Unusually for a gift, our story begins with some legislation…….

A souvenir plot is defined in the Land Registration (Northern Ireland) Act 1970 as

“a piece of land which, being of inconsiderable size or no practical utility, is unlikely to be wanted in isolation except for the sake of mere ownership or for sentimental reasons or commemorative purposes”

This allows us to sell small plots of land as a gift, without the need for solicitors or conveyancing which would make the gift prohibitively expensive.

Profits from selling the gift allow us to manage and improve the land, so that plot wildlife may thrive and plot owner really enjoy their visit.

Our Origins

Our organisation was formed in 2006.  We have created two nature reserves in the Scottish Highlands, one of which has become an official 4 star tourist attraction and, according to Trip Advisor, the most popular nature reserve in Scotland.

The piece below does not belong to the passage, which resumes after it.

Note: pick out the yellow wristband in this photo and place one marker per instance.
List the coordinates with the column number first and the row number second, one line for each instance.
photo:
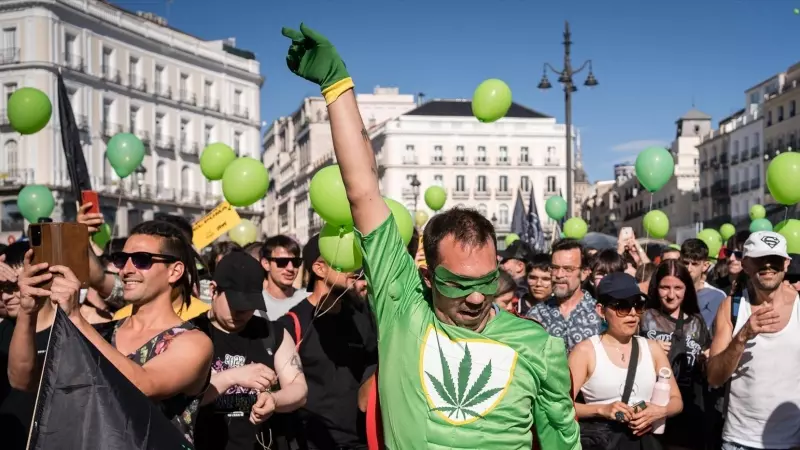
column 336, row 89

The ongoing success of our Scottish project convinced us that we could do something similar in Ireland, and so the Celtic Titles journey began in 2020.  This project has ambitious aims to help conserve Ireland and provide vital habitat for a number of declining species, and our first Irish location is Slievekirk Wood, Ardmore, near Derry.

The popularity of our gift will ultimately decide the success of our project.

Successes So Far…

In 2007, we bought some 250 acres of land approximately 10 miles from Glencoe.  As with much of the Highlands, the land had been used for commercial forestry and hill farming over the years.  At the time of purchase, the land was an inaccessible and relatively unsuccessful commercial Sitka plantation.

Key objectives for our project included:

  • To help preserve and encourage protection of flora and fauna
  • To create an amenity for the local community
  • To provide an education medium for local schools and organisations

In 2014, the company purchased second plot of land: a 180-acre Sitka plantation approximately 10 miles West of Invergarry, called MountainView.  In addition to our tree-planting, we have fenced off a substantial area of land and planted a ‘nature hedge’, consisting of hawthorn, blackthorn and other trees and shrubs which will provide habitat for wildlife.  As the Sitka matures and becomes commercially viable to remove, we will replace them with native trees.